Although the traffic police are frequently the first official presence at the scene of the RTC, delays in being activated and arriving on scene were identified by participants as factors resulting in the RTI victim being removed from the scene prior to their arrival. The lack of an identifiable, national, 3-digit phone number to summon the emergency services promptly may be a contributory factor to these delays. Walker et al7 have reported some success with the introduction of the ‘102’ number in Kathmandu and other regions. As the general public are frequently on scene before the police, having trained community first responders also makes intuitive sense. Research in other LMICs has shown this is feasible and can make a difference 11,21,26,27.
Having arrived on scene, although participants were able to frequently apply their skills for patient care, they sometimes felt pressured by the public to prioritise transferring the patient to hospital. There was a lack of public recognition that they were trained first responders, and that providing first aid may be more beneficial than immediate transportation. Possible solutions to this problem would be wearing an identifiable first responder badge on their uniform and, if expanded nationally, a publicity campaign to inform the general public of their additional role.

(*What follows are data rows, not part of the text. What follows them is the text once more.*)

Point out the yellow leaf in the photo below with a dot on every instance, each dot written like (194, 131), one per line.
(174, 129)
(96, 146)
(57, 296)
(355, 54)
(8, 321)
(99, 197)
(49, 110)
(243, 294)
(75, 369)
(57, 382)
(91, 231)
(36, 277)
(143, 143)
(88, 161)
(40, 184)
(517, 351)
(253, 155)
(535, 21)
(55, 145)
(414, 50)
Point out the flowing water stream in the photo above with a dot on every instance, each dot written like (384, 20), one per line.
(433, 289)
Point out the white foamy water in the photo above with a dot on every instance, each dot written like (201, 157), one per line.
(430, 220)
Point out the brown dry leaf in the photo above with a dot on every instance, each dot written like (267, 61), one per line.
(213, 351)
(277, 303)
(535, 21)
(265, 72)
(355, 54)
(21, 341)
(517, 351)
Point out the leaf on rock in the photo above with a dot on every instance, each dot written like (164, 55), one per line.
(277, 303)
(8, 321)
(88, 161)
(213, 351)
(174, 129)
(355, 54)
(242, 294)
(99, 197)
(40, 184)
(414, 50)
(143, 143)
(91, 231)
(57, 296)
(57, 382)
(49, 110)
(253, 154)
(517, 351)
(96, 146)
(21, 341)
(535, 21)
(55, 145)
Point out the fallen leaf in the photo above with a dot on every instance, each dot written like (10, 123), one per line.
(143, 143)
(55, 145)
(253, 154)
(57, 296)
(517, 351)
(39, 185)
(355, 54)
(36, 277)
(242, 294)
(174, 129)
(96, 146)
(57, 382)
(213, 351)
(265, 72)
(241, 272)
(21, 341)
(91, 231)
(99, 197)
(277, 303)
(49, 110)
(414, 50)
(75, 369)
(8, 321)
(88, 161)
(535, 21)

Post-incident, there was a limited return of incident report forms. As time pressures and forgetting were identified as reasons, this would require greater reinforcement in training, and for the process to be built in to the systematic reporting of RTCs and enforced by senior staff, were the training to be rolled out nationally.
Strengths and Limitations
Strengths of this study include that the course was designed after the training needs assessment, and that it was based on published guidance. It was delivered by experienced and recognised first aid trainers. There was good interest and co-operation from the district police and the participants which resulted in three-quarters of officers being trained, and we were able to follow up 27/29 (93%).
Asking participants to recall the frequency of using first aid skills is at risk of under-reporting or over-reporting due to recall bias. The limited number of contemporaneous incident report forms has meant a reliance on data from the self-reported use of first responder skills across the 6-month follow up period. Although it is clear that participants have been applying their first-aid skills; without the forms, it is not possible to determine the validity of their responses.